Membaca, menulis, berdiskusi, dan bersilaturrahin adalah upaya yang dilakukan untuk memperlambat proses kepikunan. Upaya yang sangat penting dan selalu pula dilakukan ialah berdoa kepada Allah SWT seperti Rasululullah, Muhammad SAW berdoa, ”Ya Allah aku berlindung kepada-Mu dari sikap pengecut, dan aku berlindung kepada-Mu dari sikap serentah-rentahnya usia (pikun), aku berlindung kepada-Mu dari fitnah dunia, dan aku berlindung kepada-Mu dari azab kubur.” (HR Ahmad)
Casson 92009:15) , ”Harta benda yang paling berharga dalam hidup adalah hidup itu sendiri. Hidup ini adalah harta yang melebihi apa saja. Lebih mulia dari kekayaan, ketenaran, kekuasaan, dan kasih sayang.” Benar! Jika hidup telah berakhir, jika kematian telah datang, semua yang dimiliki tidak akan berguna lagi. Keluarga, harta, tabungan, rumah, mobil, dan sebagainya tidak bermanfaat lagi untuk dinikmati. Oleh karena itu, memanfaatkan umur yang ada, kehidupan yang ada dengan sebaik-baiknya adalah upaya untuk mempertahankan dan memelihara harta benda yang paling berharga itu.
Dari sekian banyak pesan dan ucapan selamat yang disampaikan kepada saya pada usia yang ”ketujuh puluh tiga tahun ini”, ada beberapa yang menyelipkan pertanyaan. ”Apa yang Mamak (panggilan akrab saya) lakukan sehari-hari sehingga tetap bugar dan bersemangat?”, katanya. Kemudian pertanyaan dengan redaksi berbeda, tetapi isinya sama dengan itu, juga banyak yang masuk ke whatsApp saya. Jawaban saya berikan di sini. Hanya tiga hal yang saya lakukan pada usia senja ini yakni, ”memelihara kesehatan, mengoptimalkan ibadah, dan berupaya untuk bermanfaat bagi orang lain”. Sebelum hal itu dilakukan, diawali dengan ”komitmen” yang terlahir dari renungan mendalam pada awal-awal memasuki usia senja.
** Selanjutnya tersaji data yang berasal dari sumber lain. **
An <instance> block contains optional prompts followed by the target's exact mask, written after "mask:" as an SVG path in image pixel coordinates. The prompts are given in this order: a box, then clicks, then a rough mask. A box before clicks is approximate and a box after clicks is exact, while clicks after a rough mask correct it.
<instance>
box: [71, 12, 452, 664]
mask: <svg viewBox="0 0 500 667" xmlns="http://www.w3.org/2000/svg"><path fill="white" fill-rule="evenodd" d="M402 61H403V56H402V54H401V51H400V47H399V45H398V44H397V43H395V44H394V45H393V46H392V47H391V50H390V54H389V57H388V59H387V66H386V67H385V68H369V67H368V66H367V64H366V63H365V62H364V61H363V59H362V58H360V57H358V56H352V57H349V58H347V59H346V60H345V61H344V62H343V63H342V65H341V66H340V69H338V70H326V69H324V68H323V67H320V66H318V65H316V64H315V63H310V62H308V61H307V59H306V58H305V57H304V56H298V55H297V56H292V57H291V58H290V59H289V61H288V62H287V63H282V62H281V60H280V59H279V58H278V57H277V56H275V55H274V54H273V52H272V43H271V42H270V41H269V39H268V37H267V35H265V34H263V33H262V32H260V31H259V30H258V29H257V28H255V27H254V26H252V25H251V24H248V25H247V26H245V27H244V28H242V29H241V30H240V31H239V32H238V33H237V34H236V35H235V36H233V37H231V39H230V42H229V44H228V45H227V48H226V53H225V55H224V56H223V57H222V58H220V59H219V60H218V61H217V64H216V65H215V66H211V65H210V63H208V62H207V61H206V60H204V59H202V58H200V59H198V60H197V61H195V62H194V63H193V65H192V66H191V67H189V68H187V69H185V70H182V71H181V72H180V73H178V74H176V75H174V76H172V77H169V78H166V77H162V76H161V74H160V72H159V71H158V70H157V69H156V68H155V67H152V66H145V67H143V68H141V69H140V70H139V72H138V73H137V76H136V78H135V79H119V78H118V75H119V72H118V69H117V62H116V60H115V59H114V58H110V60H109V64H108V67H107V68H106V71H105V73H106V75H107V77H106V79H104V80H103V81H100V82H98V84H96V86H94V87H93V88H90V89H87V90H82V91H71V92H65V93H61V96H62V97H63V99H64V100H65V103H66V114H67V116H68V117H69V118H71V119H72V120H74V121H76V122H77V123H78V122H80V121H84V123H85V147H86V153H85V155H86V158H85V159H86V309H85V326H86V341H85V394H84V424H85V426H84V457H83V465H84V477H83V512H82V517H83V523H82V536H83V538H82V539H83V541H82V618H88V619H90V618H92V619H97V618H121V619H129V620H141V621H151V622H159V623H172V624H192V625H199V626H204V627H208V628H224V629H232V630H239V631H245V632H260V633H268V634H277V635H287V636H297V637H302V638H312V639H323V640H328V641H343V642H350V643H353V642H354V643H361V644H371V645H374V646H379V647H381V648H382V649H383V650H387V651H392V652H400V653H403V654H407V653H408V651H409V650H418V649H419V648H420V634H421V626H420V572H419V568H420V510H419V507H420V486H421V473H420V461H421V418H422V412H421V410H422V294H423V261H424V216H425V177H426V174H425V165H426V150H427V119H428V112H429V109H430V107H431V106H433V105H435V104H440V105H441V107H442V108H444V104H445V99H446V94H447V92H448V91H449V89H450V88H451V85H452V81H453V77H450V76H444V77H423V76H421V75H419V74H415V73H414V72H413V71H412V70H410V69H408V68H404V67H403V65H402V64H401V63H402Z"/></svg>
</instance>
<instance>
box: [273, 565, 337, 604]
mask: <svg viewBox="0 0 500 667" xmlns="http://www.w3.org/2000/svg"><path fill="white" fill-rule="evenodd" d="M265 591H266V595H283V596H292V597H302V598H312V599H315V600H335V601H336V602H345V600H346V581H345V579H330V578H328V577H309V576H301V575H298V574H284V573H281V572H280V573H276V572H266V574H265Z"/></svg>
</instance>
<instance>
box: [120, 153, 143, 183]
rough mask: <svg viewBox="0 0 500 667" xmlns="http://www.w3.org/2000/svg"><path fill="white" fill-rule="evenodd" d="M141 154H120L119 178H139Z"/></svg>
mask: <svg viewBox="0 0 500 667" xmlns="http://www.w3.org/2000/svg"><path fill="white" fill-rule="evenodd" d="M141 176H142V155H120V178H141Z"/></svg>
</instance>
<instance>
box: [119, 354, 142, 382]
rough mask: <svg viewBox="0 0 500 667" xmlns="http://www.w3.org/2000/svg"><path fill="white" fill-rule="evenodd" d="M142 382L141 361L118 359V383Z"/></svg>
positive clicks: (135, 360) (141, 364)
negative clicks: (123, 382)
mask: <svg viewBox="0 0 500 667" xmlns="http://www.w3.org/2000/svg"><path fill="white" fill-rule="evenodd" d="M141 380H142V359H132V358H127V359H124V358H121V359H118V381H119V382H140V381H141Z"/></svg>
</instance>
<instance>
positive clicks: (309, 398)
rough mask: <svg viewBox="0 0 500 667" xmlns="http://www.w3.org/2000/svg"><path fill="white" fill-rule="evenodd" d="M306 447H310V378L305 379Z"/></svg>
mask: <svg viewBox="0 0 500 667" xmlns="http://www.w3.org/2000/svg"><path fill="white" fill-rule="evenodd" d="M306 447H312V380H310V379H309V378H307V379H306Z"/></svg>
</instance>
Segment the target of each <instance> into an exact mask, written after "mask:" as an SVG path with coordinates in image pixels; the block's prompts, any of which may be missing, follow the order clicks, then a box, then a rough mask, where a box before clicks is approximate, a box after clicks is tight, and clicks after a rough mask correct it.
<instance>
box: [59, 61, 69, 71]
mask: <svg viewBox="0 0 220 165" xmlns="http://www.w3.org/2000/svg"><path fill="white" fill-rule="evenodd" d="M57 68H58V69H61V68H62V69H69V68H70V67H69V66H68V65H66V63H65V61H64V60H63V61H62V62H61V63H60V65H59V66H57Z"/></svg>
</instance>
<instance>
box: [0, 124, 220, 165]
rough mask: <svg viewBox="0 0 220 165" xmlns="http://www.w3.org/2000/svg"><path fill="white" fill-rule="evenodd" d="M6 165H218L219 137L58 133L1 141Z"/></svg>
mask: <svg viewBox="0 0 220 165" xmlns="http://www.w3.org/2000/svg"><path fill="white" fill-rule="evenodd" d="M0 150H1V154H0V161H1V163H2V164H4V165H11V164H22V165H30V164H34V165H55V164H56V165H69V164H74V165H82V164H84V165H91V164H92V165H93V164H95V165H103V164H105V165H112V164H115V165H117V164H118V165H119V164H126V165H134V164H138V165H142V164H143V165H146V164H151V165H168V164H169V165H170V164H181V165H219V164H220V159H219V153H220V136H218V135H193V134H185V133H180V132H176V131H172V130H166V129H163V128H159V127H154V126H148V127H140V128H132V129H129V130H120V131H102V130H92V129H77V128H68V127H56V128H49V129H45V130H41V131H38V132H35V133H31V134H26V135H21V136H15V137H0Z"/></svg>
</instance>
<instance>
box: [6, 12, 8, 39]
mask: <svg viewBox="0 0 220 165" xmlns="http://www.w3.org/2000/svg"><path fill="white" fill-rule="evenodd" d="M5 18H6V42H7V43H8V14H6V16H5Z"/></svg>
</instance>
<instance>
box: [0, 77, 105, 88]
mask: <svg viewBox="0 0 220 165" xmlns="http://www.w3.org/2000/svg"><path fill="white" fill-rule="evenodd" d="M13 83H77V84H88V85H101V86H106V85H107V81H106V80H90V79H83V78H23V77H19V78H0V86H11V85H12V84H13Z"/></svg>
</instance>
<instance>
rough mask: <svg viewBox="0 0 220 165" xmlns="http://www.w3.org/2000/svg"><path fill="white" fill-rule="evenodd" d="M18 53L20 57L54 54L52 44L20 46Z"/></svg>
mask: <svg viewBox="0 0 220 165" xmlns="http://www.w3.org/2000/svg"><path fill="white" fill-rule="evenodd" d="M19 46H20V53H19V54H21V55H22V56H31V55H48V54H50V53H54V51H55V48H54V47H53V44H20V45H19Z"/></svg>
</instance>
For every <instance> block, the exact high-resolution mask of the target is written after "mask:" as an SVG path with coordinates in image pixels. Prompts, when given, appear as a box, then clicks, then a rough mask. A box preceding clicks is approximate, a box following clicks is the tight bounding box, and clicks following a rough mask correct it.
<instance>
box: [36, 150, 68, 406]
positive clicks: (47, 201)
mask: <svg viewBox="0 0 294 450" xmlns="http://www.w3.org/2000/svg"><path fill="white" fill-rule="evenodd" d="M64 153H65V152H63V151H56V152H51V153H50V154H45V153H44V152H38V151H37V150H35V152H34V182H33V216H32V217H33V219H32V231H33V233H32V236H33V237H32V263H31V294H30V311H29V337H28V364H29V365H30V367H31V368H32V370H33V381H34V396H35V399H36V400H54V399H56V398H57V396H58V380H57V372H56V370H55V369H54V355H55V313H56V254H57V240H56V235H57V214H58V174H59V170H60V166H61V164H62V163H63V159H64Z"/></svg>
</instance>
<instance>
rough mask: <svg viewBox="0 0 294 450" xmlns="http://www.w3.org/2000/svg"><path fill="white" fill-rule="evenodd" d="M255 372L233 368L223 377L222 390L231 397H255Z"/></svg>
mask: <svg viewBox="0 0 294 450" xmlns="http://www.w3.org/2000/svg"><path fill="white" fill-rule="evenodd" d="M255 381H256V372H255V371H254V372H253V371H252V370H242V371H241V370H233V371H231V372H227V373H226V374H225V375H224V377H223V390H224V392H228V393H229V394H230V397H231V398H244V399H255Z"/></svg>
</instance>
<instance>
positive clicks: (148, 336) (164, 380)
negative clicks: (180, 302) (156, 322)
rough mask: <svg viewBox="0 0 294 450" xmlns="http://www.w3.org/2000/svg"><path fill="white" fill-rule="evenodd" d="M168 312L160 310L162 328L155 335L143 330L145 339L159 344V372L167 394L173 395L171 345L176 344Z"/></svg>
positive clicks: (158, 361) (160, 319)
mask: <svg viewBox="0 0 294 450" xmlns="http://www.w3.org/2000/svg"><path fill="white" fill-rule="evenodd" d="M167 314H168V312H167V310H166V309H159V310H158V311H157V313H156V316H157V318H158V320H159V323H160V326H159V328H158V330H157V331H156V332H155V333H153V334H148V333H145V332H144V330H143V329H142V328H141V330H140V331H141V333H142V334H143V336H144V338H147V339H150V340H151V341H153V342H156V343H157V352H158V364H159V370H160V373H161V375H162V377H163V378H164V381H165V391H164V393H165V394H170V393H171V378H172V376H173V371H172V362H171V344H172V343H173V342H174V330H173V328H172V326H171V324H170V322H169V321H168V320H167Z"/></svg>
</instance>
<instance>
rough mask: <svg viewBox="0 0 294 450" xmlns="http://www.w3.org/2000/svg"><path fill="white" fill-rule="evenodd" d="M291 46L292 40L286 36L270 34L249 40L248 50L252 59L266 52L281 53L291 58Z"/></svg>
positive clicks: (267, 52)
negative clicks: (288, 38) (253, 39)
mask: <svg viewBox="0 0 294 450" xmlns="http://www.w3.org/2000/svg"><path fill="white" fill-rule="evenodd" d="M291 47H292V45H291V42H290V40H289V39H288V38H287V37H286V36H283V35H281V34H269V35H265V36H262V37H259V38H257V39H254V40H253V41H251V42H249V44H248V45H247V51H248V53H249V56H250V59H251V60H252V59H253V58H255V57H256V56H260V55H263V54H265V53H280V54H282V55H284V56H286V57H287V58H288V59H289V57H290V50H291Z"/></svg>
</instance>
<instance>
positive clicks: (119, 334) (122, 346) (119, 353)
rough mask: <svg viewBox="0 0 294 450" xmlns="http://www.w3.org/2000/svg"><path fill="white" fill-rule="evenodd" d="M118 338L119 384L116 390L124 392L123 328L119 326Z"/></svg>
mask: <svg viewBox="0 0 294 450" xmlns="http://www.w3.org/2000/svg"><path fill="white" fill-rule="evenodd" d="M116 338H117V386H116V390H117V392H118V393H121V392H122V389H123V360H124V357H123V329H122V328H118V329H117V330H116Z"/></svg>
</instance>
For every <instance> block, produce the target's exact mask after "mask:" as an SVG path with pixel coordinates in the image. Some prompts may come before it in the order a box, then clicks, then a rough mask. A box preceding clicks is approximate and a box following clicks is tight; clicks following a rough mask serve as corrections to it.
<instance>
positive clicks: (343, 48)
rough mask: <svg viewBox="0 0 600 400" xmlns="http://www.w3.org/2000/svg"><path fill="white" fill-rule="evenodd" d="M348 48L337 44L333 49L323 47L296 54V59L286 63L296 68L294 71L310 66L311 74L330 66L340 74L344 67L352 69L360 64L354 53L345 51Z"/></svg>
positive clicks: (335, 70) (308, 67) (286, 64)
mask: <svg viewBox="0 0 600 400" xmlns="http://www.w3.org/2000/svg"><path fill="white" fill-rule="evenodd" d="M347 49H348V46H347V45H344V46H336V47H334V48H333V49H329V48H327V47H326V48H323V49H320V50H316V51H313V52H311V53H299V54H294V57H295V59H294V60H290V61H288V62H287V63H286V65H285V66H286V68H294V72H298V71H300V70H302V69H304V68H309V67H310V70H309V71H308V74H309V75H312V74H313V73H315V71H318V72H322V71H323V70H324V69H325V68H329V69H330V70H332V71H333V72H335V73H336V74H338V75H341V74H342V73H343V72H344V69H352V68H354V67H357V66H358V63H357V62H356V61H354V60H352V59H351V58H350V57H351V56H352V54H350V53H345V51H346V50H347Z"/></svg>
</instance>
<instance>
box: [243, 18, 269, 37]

Sekali lagi, saya ucapkan terimakasih kepada sahabat yang telah menyampaikan ucapan selamat dan mendoakan untuk kesehatan, keselamatan, dan keberkahan umur saya. Semoga allah SWT membalasinya dengan berlipatganda, amin YRA. Saya memohon maaf karena atensi dan ucapan itu tidak dapat saya balas satu-persatu. Semoga tulisan sederhana ini bermanfaat, salam!